FIG. 5 is a configuration explanatory view showing details of a boring bar as a second embodiment of the present invention.

FIG. 6 is a right side view of the boring bar shown in FIG. 5;

FIG. 7 is a flowchart showing a procedure at the time of tool change in the machining center.

FIG. 8 is an explanatory front view showing a structure of a boring bar according to a third embodiment of the present invention.

FIG. 9 is an explanatory diagram showing the effect of roundness accuracy due to rigidity imbalance in a machining center for drilling.

[Explanation of symbols]

 DESCRIPTION OF SYMBOLS 1 ... Cutter (cutting tool for hole processing) 3 ... Body 4 ... Cutting edge 6 ... Coolant supply hole 7 ... Coolant injection nozzle (cutting oil injection hole) 10 ... Boring bar (cutting tool for hole processing) 11 ... Bar body (body) 14 ... Indexable insert 14a ... Cutting blade 15 ... Coolant supply hole 19 ... Coolant injection nozzle (cutting oil injection hole) 30 ... Boring bar (cutting tool for drilling holes) 31 ... Bar body (body) 33 ... Coolant supply hole 34 … Coolant injection nozzle (cutting oil injection hole) 35… Auxiliary nozzle

Claims (3)

[Claims] 1. A tool for cutting an inner peripheral surface of a hole with a single pointed or straight cutting edge, wherein a center of the body provided with the cutting edge is A cutting tool for drilling holes, wherein a cutting fluid injection hole is formed at a position substantially opposite to the cutting edge. 2. A hole drilling method using the tool according to claim 1, wherein the cutting oil is injected from an injection hole toward an inner peripheral surface of the hole so as to cancel a cutting reaction force generated by the single cutting edge.
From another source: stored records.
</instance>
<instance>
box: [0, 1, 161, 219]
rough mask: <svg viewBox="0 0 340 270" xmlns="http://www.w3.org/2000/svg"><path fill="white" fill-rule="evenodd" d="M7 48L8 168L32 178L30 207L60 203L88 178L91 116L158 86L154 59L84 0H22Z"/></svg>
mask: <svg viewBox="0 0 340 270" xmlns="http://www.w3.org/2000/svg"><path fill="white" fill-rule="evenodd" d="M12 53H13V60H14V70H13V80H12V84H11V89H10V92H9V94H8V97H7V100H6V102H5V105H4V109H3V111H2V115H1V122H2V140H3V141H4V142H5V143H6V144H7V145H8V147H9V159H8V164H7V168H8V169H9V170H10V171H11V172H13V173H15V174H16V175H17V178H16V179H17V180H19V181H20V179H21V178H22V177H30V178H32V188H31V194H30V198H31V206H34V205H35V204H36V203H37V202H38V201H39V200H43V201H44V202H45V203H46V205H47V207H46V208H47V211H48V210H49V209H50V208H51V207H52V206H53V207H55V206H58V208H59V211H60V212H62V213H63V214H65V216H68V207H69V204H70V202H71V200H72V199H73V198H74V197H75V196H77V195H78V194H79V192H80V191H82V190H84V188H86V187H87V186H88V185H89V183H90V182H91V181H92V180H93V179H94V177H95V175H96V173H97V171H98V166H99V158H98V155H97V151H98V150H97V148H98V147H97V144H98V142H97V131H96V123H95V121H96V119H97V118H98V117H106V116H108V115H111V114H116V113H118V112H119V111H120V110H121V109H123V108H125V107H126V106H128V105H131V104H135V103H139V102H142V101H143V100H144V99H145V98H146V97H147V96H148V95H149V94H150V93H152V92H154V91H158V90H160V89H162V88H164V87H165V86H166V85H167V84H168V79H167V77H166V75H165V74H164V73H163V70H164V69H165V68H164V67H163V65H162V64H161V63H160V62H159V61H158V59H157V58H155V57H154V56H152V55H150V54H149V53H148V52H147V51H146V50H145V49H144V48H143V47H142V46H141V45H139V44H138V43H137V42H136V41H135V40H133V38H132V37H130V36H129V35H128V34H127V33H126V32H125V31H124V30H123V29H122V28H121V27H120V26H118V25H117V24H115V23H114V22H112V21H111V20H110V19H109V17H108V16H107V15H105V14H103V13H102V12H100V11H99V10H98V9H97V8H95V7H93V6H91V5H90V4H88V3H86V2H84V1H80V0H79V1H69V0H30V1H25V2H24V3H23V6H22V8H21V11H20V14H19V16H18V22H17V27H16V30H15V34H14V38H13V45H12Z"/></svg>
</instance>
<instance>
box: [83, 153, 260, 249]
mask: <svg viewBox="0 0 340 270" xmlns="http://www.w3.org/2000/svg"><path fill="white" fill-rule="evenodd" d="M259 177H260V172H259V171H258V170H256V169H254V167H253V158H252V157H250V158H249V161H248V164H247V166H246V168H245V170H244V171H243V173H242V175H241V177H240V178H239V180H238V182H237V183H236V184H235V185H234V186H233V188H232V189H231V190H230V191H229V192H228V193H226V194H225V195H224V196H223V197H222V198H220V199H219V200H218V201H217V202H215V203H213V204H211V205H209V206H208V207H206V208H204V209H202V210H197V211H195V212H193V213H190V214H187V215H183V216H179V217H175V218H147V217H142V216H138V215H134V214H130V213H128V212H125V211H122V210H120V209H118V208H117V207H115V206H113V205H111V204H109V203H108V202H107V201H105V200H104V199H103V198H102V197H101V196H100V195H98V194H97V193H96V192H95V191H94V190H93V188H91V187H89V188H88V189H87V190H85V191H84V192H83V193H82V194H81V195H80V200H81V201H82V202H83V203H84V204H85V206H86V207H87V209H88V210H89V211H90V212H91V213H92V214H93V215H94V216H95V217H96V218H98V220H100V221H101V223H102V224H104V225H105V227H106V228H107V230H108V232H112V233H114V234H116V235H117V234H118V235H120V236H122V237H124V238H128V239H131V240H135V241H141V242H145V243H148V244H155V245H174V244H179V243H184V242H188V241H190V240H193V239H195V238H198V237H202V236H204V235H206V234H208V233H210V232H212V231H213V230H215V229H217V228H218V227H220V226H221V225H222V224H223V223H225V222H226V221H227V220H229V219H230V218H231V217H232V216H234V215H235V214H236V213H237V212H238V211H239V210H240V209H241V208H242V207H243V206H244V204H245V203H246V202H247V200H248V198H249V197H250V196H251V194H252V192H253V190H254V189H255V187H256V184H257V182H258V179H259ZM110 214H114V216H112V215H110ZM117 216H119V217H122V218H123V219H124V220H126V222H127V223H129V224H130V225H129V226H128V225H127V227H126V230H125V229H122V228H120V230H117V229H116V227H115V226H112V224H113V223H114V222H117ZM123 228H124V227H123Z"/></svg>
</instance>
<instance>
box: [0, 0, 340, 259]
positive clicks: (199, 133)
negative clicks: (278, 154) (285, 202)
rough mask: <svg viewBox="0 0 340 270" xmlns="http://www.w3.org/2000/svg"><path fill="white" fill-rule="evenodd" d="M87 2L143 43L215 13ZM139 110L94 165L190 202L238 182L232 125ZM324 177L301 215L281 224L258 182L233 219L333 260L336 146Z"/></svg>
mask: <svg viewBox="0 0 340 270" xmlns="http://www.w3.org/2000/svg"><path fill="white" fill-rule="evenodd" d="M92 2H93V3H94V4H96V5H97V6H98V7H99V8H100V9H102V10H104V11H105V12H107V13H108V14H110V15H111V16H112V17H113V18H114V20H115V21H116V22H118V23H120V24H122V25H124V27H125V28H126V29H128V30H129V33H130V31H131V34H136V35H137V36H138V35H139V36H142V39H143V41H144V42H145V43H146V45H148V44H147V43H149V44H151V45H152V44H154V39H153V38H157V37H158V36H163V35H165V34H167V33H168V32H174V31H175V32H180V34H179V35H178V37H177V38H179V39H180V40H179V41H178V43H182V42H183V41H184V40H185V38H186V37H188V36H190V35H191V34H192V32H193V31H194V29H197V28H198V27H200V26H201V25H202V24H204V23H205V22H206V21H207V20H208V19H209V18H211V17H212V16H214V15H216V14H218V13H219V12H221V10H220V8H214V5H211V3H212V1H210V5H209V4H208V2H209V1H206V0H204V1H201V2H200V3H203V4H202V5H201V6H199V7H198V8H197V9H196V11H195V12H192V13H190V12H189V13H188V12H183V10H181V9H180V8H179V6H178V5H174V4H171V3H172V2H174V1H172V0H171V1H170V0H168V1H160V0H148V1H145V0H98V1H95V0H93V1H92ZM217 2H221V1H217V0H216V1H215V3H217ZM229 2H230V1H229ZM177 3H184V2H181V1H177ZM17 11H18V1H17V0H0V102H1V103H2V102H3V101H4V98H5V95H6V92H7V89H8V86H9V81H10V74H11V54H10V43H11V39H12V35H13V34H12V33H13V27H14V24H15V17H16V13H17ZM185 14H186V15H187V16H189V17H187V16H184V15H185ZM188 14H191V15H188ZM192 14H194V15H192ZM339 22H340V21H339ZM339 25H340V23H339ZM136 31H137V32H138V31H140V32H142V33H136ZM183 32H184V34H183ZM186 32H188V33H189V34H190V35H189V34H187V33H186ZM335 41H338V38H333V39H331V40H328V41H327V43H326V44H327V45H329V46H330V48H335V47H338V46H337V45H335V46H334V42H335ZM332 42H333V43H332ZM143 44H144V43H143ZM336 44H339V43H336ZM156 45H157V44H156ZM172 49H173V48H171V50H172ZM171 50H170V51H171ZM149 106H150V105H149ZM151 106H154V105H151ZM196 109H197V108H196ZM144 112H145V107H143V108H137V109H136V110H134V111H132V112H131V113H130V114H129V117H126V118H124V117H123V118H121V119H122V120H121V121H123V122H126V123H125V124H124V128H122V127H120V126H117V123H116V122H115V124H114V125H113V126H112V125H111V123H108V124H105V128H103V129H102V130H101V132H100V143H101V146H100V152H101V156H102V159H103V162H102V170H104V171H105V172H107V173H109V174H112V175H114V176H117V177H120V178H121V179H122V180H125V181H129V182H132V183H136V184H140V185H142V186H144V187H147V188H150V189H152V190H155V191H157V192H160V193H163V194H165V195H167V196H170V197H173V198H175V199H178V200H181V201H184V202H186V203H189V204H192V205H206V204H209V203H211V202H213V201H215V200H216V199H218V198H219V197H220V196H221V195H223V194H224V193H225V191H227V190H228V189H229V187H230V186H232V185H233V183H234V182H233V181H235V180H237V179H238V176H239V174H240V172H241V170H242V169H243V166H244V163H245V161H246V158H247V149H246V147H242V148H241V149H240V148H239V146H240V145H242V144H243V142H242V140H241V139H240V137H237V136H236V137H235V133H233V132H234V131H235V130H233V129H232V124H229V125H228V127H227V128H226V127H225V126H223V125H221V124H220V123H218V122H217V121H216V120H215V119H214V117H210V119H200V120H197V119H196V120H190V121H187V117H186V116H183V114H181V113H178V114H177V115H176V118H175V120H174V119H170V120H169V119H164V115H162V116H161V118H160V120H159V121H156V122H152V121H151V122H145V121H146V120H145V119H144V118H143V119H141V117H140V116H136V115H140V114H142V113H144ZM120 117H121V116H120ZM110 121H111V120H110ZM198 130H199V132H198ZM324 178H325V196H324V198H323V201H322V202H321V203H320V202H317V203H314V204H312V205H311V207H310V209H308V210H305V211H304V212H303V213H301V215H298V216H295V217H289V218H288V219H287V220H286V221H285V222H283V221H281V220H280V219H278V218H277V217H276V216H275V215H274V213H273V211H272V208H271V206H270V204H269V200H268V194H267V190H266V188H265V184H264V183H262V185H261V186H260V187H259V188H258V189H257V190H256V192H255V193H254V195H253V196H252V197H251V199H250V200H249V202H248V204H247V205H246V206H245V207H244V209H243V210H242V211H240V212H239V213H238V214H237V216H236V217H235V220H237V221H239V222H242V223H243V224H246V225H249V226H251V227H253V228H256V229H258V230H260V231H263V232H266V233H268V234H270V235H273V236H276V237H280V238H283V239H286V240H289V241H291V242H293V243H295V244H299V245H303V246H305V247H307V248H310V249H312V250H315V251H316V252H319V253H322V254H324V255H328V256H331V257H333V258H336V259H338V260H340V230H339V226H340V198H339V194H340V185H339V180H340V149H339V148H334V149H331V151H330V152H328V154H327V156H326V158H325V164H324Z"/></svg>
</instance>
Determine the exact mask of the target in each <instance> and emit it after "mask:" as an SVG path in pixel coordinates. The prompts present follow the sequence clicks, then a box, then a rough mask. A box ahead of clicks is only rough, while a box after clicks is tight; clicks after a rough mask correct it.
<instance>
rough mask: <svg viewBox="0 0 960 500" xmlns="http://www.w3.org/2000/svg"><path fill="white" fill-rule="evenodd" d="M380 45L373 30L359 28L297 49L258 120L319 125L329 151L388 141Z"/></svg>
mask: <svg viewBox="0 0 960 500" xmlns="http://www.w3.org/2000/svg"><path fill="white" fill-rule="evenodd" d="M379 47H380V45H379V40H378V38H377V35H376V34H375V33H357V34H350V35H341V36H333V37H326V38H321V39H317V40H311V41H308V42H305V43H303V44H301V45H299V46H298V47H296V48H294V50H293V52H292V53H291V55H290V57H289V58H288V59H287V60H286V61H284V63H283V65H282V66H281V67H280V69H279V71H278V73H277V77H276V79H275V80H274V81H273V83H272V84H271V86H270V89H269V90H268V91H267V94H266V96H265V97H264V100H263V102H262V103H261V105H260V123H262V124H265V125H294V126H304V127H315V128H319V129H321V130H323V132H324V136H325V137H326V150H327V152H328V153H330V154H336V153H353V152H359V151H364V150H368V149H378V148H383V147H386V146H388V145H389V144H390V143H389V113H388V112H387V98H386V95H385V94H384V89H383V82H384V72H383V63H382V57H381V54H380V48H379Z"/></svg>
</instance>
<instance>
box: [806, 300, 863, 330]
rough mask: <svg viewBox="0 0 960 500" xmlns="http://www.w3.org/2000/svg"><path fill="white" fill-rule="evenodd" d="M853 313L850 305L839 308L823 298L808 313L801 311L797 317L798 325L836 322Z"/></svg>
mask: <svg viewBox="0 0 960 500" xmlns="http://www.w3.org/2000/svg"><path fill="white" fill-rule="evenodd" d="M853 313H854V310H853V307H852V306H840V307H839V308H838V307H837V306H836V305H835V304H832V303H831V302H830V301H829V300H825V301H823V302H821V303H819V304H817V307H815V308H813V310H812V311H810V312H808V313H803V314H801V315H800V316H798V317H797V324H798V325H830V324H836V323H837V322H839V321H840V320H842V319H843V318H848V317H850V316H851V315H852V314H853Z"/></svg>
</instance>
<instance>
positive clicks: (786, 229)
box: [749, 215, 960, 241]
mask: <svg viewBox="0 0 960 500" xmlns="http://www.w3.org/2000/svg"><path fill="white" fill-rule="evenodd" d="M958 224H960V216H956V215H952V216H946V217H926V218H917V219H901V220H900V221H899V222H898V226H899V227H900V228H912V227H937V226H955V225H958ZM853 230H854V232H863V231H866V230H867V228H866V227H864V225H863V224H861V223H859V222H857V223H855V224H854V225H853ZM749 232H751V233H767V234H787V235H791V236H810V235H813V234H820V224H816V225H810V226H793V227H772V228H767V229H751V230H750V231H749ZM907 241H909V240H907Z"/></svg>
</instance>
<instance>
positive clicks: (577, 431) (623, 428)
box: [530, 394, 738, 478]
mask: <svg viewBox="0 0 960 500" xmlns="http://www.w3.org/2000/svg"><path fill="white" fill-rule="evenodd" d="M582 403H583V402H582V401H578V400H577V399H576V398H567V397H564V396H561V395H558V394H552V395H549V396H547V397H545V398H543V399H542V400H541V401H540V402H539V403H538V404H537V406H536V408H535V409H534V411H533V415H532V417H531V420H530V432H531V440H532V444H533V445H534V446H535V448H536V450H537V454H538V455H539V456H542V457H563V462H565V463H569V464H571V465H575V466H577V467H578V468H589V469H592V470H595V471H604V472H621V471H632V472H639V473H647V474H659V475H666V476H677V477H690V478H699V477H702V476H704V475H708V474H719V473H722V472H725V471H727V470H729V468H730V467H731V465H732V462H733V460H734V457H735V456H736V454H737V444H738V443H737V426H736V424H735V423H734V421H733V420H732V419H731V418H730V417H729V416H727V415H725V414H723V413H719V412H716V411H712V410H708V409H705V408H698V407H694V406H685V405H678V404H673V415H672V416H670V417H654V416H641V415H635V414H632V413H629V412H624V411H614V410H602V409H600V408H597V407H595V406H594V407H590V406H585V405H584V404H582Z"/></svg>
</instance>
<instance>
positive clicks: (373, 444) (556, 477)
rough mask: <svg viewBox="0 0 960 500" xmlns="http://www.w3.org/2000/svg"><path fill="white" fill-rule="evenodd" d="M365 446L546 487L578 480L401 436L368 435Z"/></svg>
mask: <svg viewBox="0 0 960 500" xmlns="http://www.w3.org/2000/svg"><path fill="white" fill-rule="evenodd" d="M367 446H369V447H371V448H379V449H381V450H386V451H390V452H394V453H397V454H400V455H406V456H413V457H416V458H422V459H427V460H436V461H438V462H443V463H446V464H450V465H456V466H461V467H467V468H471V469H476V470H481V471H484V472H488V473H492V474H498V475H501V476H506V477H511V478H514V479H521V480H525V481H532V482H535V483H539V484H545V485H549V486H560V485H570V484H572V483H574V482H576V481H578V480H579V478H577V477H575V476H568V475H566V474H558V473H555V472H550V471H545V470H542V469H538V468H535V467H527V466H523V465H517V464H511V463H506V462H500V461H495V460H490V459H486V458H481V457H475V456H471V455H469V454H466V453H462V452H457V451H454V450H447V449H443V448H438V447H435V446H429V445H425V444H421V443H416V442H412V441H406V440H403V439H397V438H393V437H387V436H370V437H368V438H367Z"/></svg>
A hole drilling method characterized in that cutting is performed while spraying a predetermined cutting fluid. 3. A method for drilling a hole in a machine tool having an automatic tool changing function using the tool according to claim 1, wherein a cutting fluid is injected to cancel a cutting reaction force by the single cutting edge. Cutting is performed while injecting a predetermined cutting fluid from the hole toward the inner peripheral surface of the hole, and when changing tools, the cutting fluid is adjusted so that the cutting fluid ejection pressure matches the newly selected tool. A hole drilling method characterized by variably controlling a supply pressure of a hole.